When in 1975, the Johannesburg City Council (at one of their full-scale activated sludge plants) and Dr James Barnard and his research group at the National Institute for Water Research, together with the WRG at UCT, found that phosphorous could be removed biologically in activated sludge systems, it provided a treatment system that could deal with the eutrophication problem without exacerbating the salination problem.

"Since 1980, biological nitrogen and phosphorous removal activated sludge systems have been built in South Africa," said Ekama. "UCT's name has been around the world because it has a biological nitrogen and phosphorus removal activated sludge system configuration named after it, called the University of Cape Town Process.
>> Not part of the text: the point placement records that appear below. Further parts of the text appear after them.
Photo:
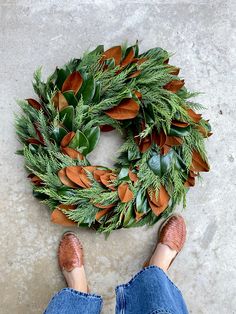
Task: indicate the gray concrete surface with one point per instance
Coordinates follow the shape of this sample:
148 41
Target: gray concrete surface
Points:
202 33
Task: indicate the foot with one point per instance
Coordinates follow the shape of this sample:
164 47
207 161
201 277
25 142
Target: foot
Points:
170 243
70 258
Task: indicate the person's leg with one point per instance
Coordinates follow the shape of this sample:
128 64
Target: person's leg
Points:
151 291
75 299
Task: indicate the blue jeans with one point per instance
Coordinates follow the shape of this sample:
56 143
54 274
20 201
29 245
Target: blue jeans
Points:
148 292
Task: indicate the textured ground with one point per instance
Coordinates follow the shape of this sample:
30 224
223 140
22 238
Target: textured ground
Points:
48 33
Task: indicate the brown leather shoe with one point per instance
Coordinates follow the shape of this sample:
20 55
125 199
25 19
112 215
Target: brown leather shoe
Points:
70 252
173 234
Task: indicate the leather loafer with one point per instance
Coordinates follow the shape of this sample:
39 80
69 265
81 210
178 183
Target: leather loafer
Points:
173 234
70 252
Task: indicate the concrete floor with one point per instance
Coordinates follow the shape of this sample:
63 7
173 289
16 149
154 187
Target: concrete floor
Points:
49 33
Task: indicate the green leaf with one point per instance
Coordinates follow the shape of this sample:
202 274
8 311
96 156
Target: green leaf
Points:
176 131
39 195
97 93
141 202
71 99
154 164
58 133
87 90
133 155
80 142
61 77
67 115
93 136
160 164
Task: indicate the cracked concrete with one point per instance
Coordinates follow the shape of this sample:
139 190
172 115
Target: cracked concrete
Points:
48 33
Go to any conference on wastewater treatment and there will be a couple of papers discussing this system."

For many wastewater plants currently still using trickling filter systems to treat a part of its wastewater flow, the WRG has developed an external nitrification system that integrates the older trickling filters into the biological nutrient removal activated sludge system using the strengths of both.
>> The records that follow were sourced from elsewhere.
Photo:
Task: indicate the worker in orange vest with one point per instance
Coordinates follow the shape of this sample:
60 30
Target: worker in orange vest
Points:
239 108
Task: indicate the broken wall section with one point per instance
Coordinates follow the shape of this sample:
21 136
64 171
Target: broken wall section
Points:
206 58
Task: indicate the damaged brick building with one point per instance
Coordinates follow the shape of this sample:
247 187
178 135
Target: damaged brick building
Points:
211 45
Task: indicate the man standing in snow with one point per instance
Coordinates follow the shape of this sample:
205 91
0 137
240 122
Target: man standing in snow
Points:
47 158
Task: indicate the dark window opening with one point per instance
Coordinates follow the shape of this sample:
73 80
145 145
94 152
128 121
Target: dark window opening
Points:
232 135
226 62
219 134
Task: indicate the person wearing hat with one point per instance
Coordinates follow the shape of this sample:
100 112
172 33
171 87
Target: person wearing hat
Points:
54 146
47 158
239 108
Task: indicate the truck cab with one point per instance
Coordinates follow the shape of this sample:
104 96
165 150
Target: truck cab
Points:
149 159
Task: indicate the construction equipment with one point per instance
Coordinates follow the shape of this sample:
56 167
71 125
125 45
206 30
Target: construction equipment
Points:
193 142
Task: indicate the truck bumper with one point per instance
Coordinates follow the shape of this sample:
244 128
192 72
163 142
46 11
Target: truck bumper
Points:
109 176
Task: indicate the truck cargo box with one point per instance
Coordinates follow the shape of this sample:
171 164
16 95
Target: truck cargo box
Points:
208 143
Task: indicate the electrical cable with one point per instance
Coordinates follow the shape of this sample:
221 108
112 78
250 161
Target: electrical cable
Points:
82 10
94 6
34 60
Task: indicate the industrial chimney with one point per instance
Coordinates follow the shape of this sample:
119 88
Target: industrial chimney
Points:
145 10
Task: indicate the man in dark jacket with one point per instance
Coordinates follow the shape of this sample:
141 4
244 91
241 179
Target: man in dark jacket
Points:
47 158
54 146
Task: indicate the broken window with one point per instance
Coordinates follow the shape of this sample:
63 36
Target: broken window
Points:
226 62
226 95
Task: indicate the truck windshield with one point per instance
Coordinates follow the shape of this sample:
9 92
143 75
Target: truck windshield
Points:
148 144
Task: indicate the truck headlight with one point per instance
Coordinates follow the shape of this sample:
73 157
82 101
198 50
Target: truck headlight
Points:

The integrated system allows biological nutrient removal on the full wastewater flow, usually without building any additional units.

A re-engineered combination of the two systems is important because removing phosphorous chemically not only costs money but also adds to the salt load of the receiving water, said Ekama.

After five years of laboratory testing at UCT, the system now begins a two-year trial period at the Daspoort wastewater treatment plant, in the Tshwane or greater Pretoria Municipal area, where some of the pilot scale trials were done in the early days of biological phosphorous removal.

The project has received acclaim as a finalist in the Technology and Human Resource Improvement Programme (THRIP) excellence awards and is supported by Water Sanitation Services South Africa, a subsidiary of Ondeo Services, Paris.

Ekama has been with the department of civil engineering since 1975, when he was still a postgraduate student. He was appointed a professor of water quality engineering in 1991 and has been head of department since the beginning of this year.

He is a Fellow of UCT, the Royal Society of South Africa, the Academy of Science of South Africa, and the South African Academy of Engineering. He is a senior fellow of the Water Institute of Southern Africa, as well as a member of the International Water Association.